Le Hezbollah profite de la pandémie
La pandémie de Covid-19 a complétement déstabilisé le pouvoir politique au Liban. Dans ce fragile pays le Hezbollah fait la pluie et le beau temps. La milice chiite tient les rênes du pouvoir et dirige un gouvernement fantoche selon sa propre volonté et ses objectifs politiques.
Le Hezbollah agit à sa guise, déroge la réglementation interdisant à toute personnes venant d’Iran de débarquer au Liban, paralyse de nouvelles nominations gouvernementales à la Banque centrale, et menace de retirer son soutien si le gouvernement ne permet pas le retour de plus de 20 000 citoyens libanais (en majorité chiite) principalement bloqués en Afrique.
Le Hezbollah refuse également de déclarer l’état d’urgence, et pour cause, sous le prétexte de mesures sanitaires pour lutter contre le coronavirus, toutes les manifestations sont interdites à Beyrouth et dans les camps de l’opposition. Depuis octobre 2019, le Hezbollah n’était pas en mesure de réprimer les manifestations.
Pour l’heure, l’objectif principal est de survivre à la crise pandémique mais surtout aux premiers signes de famine. A Tripoli, dans le quartier Hay el Sullum, et à Beyrouth, dans la Dahiya, où se situe le siège du Hezbollah, on a enregistré des manifestations de détresse appelant le gouvernement à intervenir pour fournir de la nourriture.

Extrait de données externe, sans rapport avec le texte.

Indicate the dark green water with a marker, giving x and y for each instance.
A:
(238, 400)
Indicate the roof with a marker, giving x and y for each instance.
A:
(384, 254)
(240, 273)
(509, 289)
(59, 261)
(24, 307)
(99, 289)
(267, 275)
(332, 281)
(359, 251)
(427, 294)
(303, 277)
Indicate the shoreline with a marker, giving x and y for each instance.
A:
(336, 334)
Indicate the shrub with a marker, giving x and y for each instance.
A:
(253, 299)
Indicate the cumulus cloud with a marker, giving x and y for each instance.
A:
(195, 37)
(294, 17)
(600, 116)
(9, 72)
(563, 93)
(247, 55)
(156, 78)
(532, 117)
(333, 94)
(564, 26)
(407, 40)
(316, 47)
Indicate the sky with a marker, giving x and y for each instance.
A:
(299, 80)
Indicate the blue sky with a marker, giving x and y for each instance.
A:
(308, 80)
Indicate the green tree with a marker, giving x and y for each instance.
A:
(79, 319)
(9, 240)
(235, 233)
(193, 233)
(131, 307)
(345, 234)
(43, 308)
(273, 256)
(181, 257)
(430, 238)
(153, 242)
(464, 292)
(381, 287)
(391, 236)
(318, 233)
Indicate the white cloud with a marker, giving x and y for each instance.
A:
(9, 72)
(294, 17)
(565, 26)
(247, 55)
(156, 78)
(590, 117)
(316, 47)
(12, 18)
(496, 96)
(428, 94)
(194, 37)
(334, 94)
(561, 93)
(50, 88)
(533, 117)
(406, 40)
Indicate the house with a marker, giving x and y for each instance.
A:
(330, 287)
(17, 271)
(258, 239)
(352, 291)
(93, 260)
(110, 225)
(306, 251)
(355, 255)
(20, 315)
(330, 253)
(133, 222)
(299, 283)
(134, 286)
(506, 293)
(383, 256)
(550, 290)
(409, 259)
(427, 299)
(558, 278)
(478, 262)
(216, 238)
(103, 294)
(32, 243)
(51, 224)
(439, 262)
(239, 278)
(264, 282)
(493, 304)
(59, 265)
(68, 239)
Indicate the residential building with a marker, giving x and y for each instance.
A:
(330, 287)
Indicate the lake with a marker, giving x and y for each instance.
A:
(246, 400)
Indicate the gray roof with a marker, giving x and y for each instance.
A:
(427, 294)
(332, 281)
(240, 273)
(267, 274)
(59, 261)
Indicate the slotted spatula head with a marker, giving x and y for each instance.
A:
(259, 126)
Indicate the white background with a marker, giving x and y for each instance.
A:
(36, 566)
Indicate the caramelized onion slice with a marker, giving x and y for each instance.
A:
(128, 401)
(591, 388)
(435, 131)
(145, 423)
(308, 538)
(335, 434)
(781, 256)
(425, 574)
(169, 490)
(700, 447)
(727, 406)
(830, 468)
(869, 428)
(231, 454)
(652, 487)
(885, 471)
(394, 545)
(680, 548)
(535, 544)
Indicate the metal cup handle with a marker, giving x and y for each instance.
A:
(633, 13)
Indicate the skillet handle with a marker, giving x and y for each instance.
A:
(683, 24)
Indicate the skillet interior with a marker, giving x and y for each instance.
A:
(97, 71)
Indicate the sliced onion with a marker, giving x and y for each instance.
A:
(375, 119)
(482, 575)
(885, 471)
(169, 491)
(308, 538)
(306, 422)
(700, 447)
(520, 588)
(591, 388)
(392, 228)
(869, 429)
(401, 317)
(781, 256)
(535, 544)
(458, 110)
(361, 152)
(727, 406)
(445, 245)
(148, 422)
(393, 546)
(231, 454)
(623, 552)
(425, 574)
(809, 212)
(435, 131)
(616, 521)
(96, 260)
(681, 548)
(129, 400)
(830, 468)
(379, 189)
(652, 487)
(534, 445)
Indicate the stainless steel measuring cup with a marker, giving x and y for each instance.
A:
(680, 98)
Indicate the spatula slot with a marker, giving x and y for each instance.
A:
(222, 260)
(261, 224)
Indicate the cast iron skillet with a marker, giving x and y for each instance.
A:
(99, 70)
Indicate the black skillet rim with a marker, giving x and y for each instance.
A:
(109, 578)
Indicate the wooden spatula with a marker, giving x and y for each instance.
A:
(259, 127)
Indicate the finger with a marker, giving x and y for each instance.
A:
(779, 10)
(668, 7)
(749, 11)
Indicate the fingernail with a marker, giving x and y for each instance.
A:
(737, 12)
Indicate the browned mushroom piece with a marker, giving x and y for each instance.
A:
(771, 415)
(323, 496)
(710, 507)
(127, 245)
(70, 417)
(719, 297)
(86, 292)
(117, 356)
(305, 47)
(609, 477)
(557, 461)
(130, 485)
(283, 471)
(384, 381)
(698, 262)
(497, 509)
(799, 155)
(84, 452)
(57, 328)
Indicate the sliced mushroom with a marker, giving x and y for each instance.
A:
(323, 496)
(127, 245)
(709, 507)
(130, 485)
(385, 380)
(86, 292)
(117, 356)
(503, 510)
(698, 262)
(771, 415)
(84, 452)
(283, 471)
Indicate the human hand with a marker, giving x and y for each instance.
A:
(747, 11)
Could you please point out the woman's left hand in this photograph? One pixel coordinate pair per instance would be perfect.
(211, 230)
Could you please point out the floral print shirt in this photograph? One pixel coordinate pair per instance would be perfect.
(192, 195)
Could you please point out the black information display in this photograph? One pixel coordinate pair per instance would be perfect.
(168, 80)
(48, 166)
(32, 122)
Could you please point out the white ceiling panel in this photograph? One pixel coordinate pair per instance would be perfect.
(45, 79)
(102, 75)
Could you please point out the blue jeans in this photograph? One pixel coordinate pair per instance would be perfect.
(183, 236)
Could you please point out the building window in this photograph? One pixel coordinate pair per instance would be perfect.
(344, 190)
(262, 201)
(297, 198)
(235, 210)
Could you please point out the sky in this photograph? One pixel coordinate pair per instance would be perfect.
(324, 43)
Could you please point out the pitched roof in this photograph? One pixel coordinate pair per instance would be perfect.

Depuis octobre 2019, le Liban est plongé dans un désastre financier : le revenu moyen se situe entre 2 et 4 dollars par jour dans un pays dont la dette extérieure est la plus élevée des nations par habitant (plus de 80 milliards de dollars). Le dollar américain, qui avait été échangé à un taux officiel de 1 507 livres libanaises pour un dollar, a atteint 2 800 livres libanaises pour un dollar à la fin du mois de mars 2020. L’inflation a bondi de 27% provoquant une flambée de 50% du prix des denrées alimentaires. Le gouvernement libanais a annoncé qu’il n’est plus capable de régler ses prêts extérieurs, tandis que certaines dépêches soulignent la possibilité de s’approvisionner des dépôts, une mesure qui plongerait l’ensemble du pays dans un marasme socio-économique irréversible.
Un citoyen libanais doit payer 90 $ pour se faire tester du Covid 19, tandis que les résidents illégaux au Liban (un million de réfugiés syriens et plus de 250 000 travailleurs étrangers) doivent payer 500 $ pour un seul test. Cependant, certains riches, avec la complicité des banques, ont réussi à faire sortir plus de 6 milliards de dollars du pays, défiant toutes les réglementations interdisant le retrait de plus de 1000 dollars par semaine. L’État avait aussi interdit tout retrait de devises aux distributeurs automatiques de billets. En raison de la pénurie de devises américaines, les marchandises importées deviennent rares à l’exception de celles acquises par l’État.
Dans ce contexte, il est clair que les jours du gouvernement Hassan Diab sont comptés. Les réformes du système politique promises ne sont guère exécutées car la corruption et le vol de l’argent public impliquent toujours les politiciens et les partis politiques. Depuis les accords de Taif de 1989, tous les espoirs de mettre un terme à un système politique fondé sur le favoritisme et les nominations politiques selon une clé sectaire, se sont estompés.
La bataille passionnée entre les adversaires politiques gagne du terrain et s’amplifie. Les couteaux sont tirés par l’ancien Premier ministre Saad Hariri, le chef des Forces chrétiennes libanaises Samir Geagea, et l’ancien ministre des Affaires étrangères et chef du « Mouvement patriotique » Gibrane Bassil, gendre du président Michel Aoun.
La crise du Covid-19, accentuée par le marasme économique, met les dirigeants politiques au pied du mur. Ils devront rapidement reconsidérer leurs positions et tenter une fois de plus de sortir de l’impasse qui paralyse le pays du Cèdre depuis plusieurs mois.